Mais cette incertitude va devenir décision et cette décision va entraîner le destin d’un homme ou d’une femme, le destin du conjoint, le destin des enfants.

Des amateurs ? parmi les loups qui hurlent contre eux pour prendre leur place ? Ne serait-ce qu’une semaine ?

Pas beaucoup. Avocat d’affaire, c’est plus facile.

Les jurés en correctionnelle sont peut-être une chance pour notre justice de faire passer ce message parmi bien d’autres.

Les magistrats devraient dire chiche !

Je trouve inadmissible que l’on puisse mettre en doute l’intégrité totale de ces gens. Il est scandaleux de penser que la moindre décision puisse être prise au nom d’une idéologie.

Ce n’est pas comme cela que les choses se passent. Des juges, avec leur vies faites d’expériences personnelles et professionnelles se prononcent toujours pour  ce qu’ils pensent le mieux pour les gens et pour la Justice. C’est aussi simple que cela.

Les politiques font des lois que les magistrats appliquent et il fait beau voir ces mêmes politiques se plaindre de ce que les lois qu’ils font soient appliquées.

En ce moment, on marche sur la tête et dans tous les domaines.

Non ?

Mais, ceux qui critiquent ont-ils un jour mis les pieds dans le cabinet d’un juge d’Instruction ou le bureau d’un procureur de la République ?

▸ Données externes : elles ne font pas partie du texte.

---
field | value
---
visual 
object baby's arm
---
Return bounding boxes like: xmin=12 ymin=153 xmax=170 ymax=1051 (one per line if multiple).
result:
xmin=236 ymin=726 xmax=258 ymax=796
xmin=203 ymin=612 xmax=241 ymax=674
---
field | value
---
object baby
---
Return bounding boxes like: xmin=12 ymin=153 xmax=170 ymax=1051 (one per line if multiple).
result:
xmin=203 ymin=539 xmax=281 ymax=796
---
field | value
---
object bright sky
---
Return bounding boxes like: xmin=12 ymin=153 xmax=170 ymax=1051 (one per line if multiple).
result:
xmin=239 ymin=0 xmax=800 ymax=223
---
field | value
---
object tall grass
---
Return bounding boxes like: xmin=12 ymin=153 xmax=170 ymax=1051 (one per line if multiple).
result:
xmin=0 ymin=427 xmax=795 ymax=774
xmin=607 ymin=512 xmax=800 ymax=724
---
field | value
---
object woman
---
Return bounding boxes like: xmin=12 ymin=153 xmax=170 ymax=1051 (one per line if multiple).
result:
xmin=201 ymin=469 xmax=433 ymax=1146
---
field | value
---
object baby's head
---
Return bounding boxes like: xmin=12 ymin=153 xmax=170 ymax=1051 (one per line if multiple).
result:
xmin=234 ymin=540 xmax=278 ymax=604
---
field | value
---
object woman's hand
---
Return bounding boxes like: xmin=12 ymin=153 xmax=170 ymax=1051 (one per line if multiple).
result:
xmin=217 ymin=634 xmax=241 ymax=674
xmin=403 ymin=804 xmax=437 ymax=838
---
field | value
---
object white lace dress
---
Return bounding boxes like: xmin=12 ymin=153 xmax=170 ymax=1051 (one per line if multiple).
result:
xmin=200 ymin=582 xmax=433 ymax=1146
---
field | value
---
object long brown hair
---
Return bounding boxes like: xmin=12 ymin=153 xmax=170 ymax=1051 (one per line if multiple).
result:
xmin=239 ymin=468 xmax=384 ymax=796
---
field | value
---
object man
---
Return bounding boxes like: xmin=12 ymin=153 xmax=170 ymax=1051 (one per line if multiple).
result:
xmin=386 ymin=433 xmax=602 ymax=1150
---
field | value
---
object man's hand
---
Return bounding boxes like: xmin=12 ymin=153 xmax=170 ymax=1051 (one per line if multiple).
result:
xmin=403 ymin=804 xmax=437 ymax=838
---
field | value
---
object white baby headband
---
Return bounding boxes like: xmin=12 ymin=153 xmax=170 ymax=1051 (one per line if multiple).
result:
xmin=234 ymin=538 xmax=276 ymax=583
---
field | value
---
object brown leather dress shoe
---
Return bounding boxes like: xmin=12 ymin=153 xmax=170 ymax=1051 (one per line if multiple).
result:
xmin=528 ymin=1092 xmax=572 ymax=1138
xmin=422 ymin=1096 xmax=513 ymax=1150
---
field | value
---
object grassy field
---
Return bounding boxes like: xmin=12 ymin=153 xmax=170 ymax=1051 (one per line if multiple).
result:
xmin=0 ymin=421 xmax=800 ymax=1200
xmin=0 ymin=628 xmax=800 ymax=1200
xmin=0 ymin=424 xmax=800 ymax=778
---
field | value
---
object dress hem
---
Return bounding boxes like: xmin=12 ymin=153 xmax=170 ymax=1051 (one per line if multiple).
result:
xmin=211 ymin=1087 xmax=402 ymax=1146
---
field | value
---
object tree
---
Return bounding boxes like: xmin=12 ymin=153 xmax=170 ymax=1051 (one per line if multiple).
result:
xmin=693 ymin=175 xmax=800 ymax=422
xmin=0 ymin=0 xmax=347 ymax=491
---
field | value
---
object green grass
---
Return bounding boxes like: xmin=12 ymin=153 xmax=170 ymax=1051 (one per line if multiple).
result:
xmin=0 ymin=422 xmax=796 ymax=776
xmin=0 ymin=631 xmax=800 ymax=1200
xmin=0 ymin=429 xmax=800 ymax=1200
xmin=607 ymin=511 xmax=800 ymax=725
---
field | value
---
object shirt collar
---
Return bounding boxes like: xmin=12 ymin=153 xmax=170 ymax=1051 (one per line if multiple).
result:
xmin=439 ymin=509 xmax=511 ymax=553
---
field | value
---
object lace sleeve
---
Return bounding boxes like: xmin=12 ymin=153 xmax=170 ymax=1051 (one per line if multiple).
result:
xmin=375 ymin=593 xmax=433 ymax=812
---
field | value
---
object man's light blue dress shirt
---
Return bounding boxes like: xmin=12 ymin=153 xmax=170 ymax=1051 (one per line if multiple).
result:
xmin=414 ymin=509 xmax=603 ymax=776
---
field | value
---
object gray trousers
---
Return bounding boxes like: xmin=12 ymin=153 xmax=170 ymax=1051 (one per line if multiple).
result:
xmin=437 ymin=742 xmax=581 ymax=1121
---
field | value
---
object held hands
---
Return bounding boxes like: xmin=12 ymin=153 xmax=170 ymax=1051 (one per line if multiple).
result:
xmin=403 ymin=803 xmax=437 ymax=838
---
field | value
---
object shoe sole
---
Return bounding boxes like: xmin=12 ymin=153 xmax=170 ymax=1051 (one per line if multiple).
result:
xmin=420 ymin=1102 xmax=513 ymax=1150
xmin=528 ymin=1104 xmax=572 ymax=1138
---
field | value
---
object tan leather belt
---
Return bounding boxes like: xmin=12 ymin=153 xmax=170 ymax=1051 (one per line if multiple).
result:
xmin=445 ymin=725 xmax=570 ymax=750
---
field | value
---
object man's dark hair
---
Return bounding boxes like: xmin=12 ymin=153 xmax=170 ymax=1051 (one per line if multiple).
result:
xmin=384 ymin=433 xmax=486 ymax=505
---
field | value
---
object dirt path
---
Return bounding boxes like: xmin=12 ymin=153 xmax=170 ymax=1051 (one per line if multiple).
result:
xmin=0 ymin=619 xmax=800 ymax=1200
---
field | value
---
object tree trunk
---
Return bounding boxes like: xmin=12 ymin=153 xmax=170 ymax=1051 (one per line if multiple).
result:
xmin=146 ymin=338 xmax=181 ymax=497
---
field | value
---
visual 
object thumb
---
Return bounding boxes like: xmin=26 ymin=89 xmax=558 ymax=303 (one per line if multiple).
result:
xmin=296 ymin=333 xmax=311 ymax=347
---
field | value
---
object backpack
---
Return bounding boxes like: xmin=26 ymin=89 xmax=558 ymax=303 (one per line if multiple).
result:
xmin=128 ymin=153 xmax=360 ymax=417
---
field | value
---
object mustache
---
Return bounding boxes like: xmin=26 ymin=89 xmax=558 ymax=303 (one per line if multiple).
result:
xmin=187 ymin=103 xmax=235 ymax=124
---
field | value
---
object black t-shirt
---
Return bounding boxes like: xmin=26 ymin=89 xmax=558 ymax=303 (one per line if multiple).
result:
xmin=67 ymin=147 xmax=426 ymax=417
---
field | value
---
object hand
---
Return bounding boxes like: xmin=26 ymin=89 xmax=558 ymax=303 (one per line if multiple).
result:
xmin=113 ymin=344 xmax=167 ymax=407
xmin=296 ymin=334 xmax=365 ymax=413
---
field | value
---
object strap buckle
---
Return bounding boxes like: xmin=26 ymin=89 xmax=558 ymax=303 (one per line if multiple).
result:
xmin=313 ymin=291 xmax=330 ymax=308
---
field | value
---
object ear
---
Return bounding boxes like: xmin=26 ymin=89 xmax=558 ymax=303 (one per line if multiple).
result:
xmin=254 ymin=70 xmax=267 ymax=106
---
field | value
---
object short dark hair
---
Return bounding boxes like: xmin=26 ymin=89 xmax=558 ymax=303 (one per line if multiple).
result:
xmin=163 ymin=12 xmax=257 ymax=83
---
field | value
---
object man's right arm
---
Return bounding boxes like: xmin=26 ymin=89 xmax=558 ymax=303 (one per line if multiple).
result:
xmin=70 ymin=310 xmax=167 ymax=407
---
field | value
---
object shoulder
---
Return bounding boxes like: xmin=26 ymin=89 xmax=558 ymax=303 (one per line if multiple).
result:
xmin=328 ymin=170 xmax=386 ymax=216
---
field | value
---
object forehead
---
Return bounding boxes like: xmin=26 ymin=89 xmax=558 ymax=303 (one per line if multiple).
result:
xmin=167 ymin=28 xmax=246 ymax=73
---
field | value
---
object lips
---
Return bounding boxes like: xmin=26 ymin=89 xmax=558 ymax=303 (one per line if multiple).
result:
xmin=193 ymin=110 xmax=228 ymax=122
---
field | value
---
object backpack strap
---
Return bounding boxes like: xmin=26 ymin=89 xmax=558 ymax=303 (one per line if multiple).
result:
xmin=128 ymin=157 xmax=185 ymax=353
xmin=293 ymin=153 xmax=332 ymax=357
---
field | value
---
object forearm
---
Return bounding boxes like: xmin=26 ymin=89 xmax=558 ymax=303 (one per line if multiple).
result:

Je pense à un cabinet que j’ai connu à Bastia. Des dossiers partout dans des petits bureaux. Des couloirs exigus où le manège des greffiers se mélange aux escortes des détenus et à la course des avocats à la photocopieuse.

Si vous visitiez des endroits pareils et ils sont nombreux dans notre pays, vous comprendriez que les magistrats veulent bien être gentils, mais qu’il y a des limites à tout et quand celui qui critique le plus fort est celui qui enlève le peu de moyens dont ils disposent, alors là le raz le bol ne peut plus être contenu.

Ce sont bien les seuls à accepter de travailler dans ces conditions. Je voudrais voir d’autres professions, qui font habituellement grand bruit, se retrouver dans une telle situation. Nous n’aurions pas fini d’en entendre parler. Pour les magistrats cela dure depuis des dizaines d’années.

Je pourrais en faire des pages et des pages comme cela. Je pourrais expliquer que les experts pompent l’essentiel des budgets, que les laboratoires ne font pas de cadeaux et que les contrats pour les surveillances téléphoniques ressemblent à de véritables transferts de fond à destination des opérateurs téléphoniques tellement les contrats semblent déséquilibrés.

Il est temps de faire quelques sacrifices ailleurs pour donner aux gens qui nous jugent les moyens de le faire sereinement, et surtout ne jamais manquer de leur présenter la marque de respect qu’ils méritent, comme je le fais ici.

Si vous voulez vous attaquer aux magistrats, monsieur le Président, faites le au moins avec talent, et chantez comme Brassens  “ Gare au gorille” au moins on passera un bon moment.